Indeed. As described multiple times previously, the process is:
Use the Download Manager to import a site
Open one of the imported items
Click a link, and have DT open the imported document that corresponds to that link, rather than requesting it from the web server.
Does it work when you click a link on one of the pages? That’s the question of this thread. The individual pages all work fine. It’s when clicking on a link from one page to another that DEVONthink does not load the imported document.
Interesting observation, and one that I found plausible. However, I removed the pat.local entry from /etc/hosts and restarted the machine, and DT still tries to connect to pat.local (which now just times out because the domain doesn’t exist).

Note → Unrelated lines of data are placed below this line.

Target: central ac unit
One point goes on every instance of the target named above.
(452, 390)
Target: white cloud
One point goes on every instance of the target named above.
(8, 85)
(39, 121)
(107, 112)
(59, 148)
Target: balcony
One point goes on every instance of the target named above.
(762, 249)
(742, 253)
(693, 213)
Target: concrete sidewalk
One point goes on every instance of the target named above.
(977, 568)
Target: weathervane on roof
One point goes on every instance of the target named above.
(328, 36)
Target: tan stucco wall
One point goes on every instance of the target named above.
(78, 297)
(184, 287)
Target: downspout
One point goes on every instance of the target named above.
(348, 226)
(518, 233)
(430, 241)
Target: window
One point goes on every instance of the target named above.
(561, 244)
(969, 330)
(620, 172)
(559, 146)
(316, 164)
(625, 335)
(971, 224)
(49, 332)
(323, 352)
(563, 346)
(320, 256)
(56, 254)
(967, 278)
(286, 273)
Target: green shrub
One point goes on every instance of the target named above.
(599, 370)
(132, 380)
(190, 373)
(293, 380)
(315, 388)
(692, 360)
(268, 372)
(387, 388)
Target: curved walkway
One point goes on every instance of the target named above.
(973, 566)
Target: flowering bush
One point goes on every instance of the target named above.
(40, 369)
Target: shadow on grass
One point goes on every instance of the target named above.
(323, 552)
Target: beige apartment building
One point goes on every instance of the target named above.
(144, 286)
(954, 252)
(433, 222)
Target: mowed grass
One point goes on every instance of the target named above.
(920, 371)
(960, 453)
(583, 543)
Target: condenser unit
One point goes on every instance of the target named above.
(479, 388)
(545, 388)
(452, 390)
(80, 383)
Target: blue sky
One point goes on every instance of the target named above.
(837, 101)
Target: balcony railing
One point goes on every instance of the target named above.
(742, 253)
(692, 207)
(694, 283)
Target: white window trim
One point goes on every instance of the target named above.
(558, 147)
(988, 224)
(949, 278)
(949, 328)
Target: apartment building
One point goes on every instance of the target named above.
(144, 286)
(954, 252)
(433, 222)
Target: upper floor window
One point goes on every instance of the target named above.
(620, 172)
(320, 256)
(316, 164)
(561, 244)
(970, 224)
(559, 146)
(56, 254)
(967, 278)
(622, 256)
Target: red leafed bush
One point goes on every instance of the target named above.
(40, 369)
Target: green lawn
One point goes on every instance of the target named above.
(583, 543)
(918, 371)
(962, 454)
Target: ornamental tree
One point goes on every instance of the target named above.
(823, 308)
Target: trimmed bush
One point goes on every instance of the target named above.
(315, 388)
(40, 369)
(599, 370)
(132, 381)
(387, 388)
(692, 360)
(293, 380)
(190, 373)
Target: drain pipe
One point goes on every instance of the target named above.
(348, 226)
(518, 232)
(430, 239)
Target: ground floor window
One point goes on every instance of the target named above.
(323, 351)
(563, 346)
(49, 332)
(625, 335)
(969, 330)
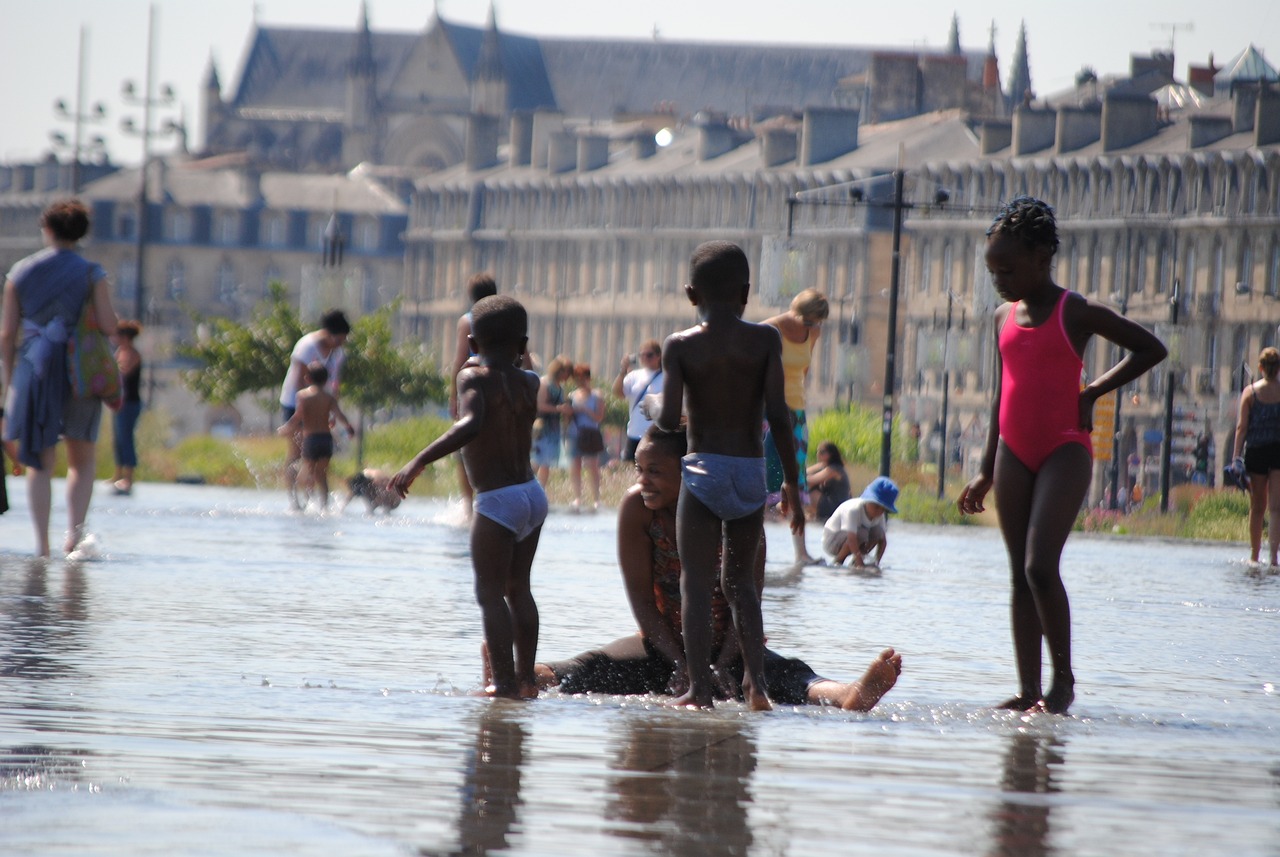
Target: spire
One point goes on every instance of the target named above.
(1020, 73)
(954, 36)
(362, 56)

I will try it with an external site at some point though, to see if it behaves differently. fwiw, @BLUEFROG confirmed that he saw the same issue that I reported.
Ok, I read, and reread this entire thread. The solution seems to be pat.chicken
Seriously, I want to do the same as padillac wanted to do,
Import a website
Navigate it in DT3 offline (either with no network connection, or with the website down)
I imported a website, subdirectory (complete), Files [all options selected], follow links in subdirectories
When I selected the main page [html], and turned off wifi,I had the same issue, with the page showing “The internet connection appears to be offline”
I am using DevonThink 3, on my iMac. I do not know what he meant by changing from pat.local to pat.chicken - and I do not think that applies for me, though it could
If (and that is actually a very small if) the website uses JavaScript to load parts of the page, this behaviour is expected and completely normal. One of the consequences of Web 2.0, I’d say.
@pete31 shared an example of the Apple develper documentation recently. It consists of just a bare HTML scaffolding, and every single part is filled in at “run time” (aka when the page is opened) by JavaScript: the documentation is retrieved from a server, which obviously will not work when your machine is offline.
So “importing a website for offine use” will probably not do what one would naively expect in many cases nowadays.